More details on each argument are listed in the subsequent “Arguments” section. In this example, we learn that ... should be “numeric or complex or logical vectors” (we’ll learn about vectors soon).

The next section contains a very detailed description of the function. If you want to understand what is going on when you call the function, you need to read this.

The “Value” section tells us what the function returns (what it computes). Often, the help text includes some useful references such as books or articles. Many functions also include a “See Also” section, which lists similar and related functions.

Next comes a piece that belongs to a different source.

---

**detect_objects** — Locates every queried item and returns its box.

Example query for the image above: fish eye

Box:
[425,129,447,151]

Last but definitely not least, most help pages contain several usage examples. You can copy and paste them into the console to try them out and see the examples in action.

Example 2

Let’s take a look at another help page, this time we’ll view the documentation of mean():

?mean

We learn that this function computes the arithmetic mean, and we can use it like this:

mean(x, trim = 0, na.rm = FALSE, ...)

The first parameter x is a (numeric) vector containing the numbers we want to average. The next two parameters (trim and na.rm) both have default values, so we don’t need to specify values if we are happy with the defaults. The fourth parameter ... summarizes “further arguments” that are not really explained.

Note

Function parameters and arguments are often used synonymously, but there is a difference: a parameter is formally defined in the function header, and when we call a function, we pass arguments that replace parameters with specific values.

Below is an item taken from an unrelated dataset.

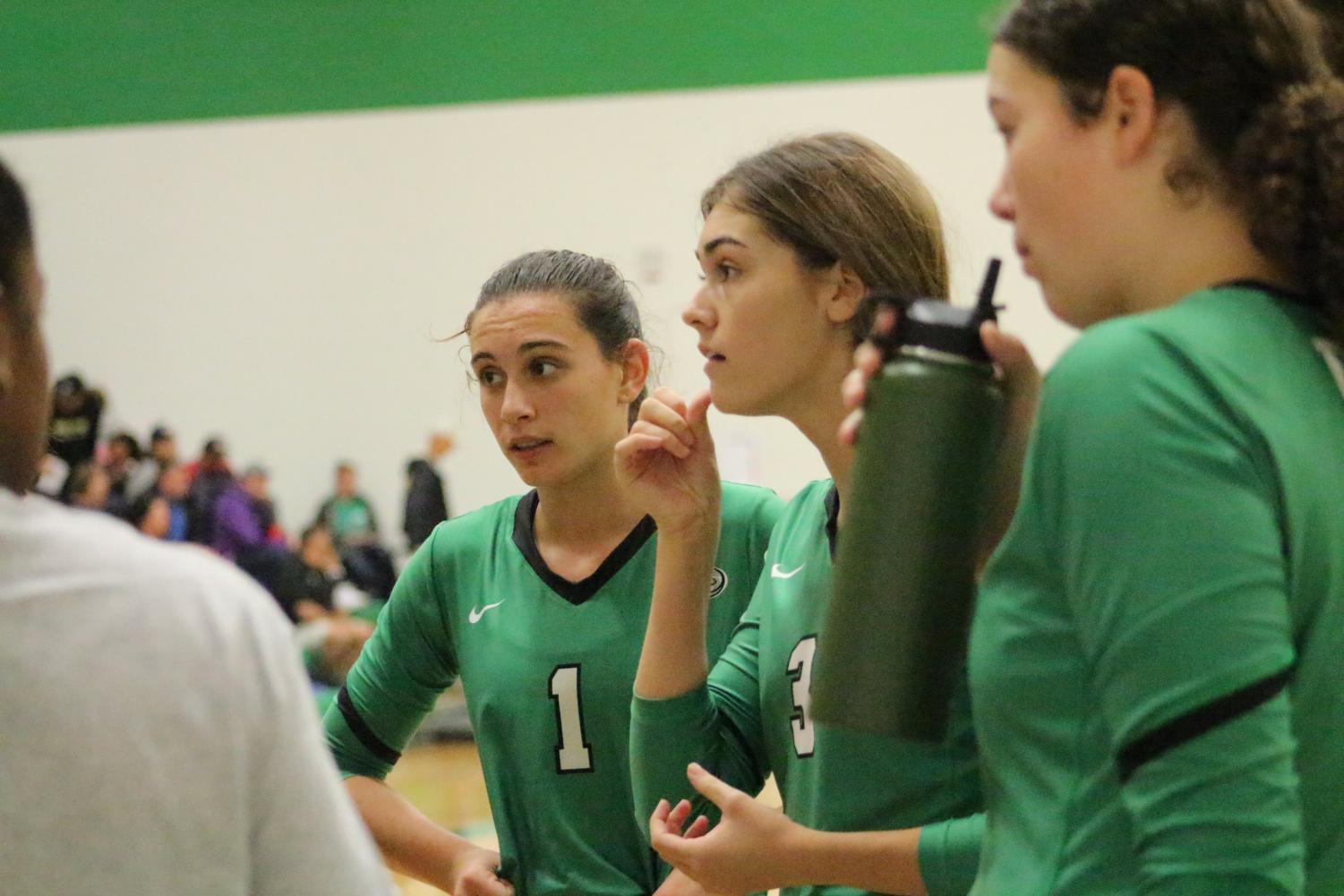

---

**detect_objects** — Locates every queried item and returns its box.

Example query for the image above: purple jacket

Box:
[210,482,266,560]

For example, the mean() function has several parameters, and the first parameter is called x. When we call the function using mean(1:10), we pass the argument 1:10, which is used instead of x everywhere inside the function to compute the mean.

Let’s try some examples to see the different ways we can call the mean() function. Let’s assume we have a numeric vector (a collection of numbers) stored in the variable numbers:

numbers = c(1, 8, 17, -6, 5.5, -12.2)

We can compute the arithmetic mean like this:

mean(numbers)

[1] 2.216667

Optionally, we can explicitly name arguments in our function call. The first parameter is called x, so we could write:

mean(x=numbers)

[1] 2.216667

The same is true for the other arguments; we can either pass values by position or by name:

mean(numbers, trim=0.25)

[1] 2.125

mean(numbers, 0.25)

[1] 2.125

mean(x=numbers, trim=0.25)

[1] 2.125

mean(x=numbers, 0.25)

[1] 2.125

mean(trim=0.25, x=numbers)

[1] 2.125

Literature

Books

• Discovering Statistics Using R
• OpenIntro Statistics
• Learning Statistics With R
• R for Data Science
• Advanced R

Tutorials and documentation

• learnr
• RStudio Education
• An Introduction to R
• Quick-R
• R Documentation
• Rtips
• Cookbook for R

Online courses

• Statistics and R
• R Programming
• Statistics with R Specialization
• Mastering Software Development in R

Exercises

1. Install the packages readr, Hmisc, and psych – try using both the RStudio GUI and R commands! Determine the versions of each package. How can you uninstall/remove a package?

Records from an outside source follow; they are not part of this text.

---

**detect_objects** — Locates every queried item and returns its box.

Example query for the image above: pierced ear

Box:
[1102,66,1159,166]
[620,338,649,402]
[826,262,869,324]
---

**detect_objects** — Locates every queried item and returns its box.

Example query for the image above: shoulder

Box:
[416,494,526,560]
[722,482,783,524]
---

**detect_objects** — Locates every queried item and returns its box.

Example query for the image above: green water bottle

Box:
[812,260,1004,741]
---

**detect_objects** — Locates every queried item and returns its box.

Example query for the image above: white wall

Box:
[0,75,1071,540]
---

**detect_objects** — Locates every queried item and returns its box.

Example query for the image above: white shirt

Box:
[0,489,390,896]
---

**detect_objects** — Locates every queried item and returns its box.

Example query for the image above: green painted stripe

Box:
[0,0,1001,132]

2. Read the documentation for the help() function (two options)!

3. Read the documentation for the + operator! Note that you need to enclose operators with backticks, i.e. `+`.

4. Create a script called my_first_script.R. Add the following elements to your script:

   • A comment containing the text “Exercise 3”
   • Activate the package psych
   • Compute the mean of the numbers 45, 66, 37, 54, 17, and 22. Assign the result to the variable m – use only basic arithmetic operations (and not the function mean())!

   Feel free to insert empty lines to make your script easy to read!

5. Let’s assume we want to calculate the arithmetic mean of the numbers 1, 2, and 3. Having already learned about mean(), we want to put our knowledge to use, so we call the function as follows:

   mean(1, 2, 3)

   What’s wrong with the function call (the arithmetic mean should be 2)?

6. Read the documentation of sum() to answer the following questions:

   • How many required arguments to we need to pass when calling the function?
   • How many optional arguments does the function have?
   • What does the function call sum() (no arguments) do and why (compare with the function call mean())?

Footnotes

1. Note that paths should always use slashes / as separators, even on Windows (which normally uses backslashes \).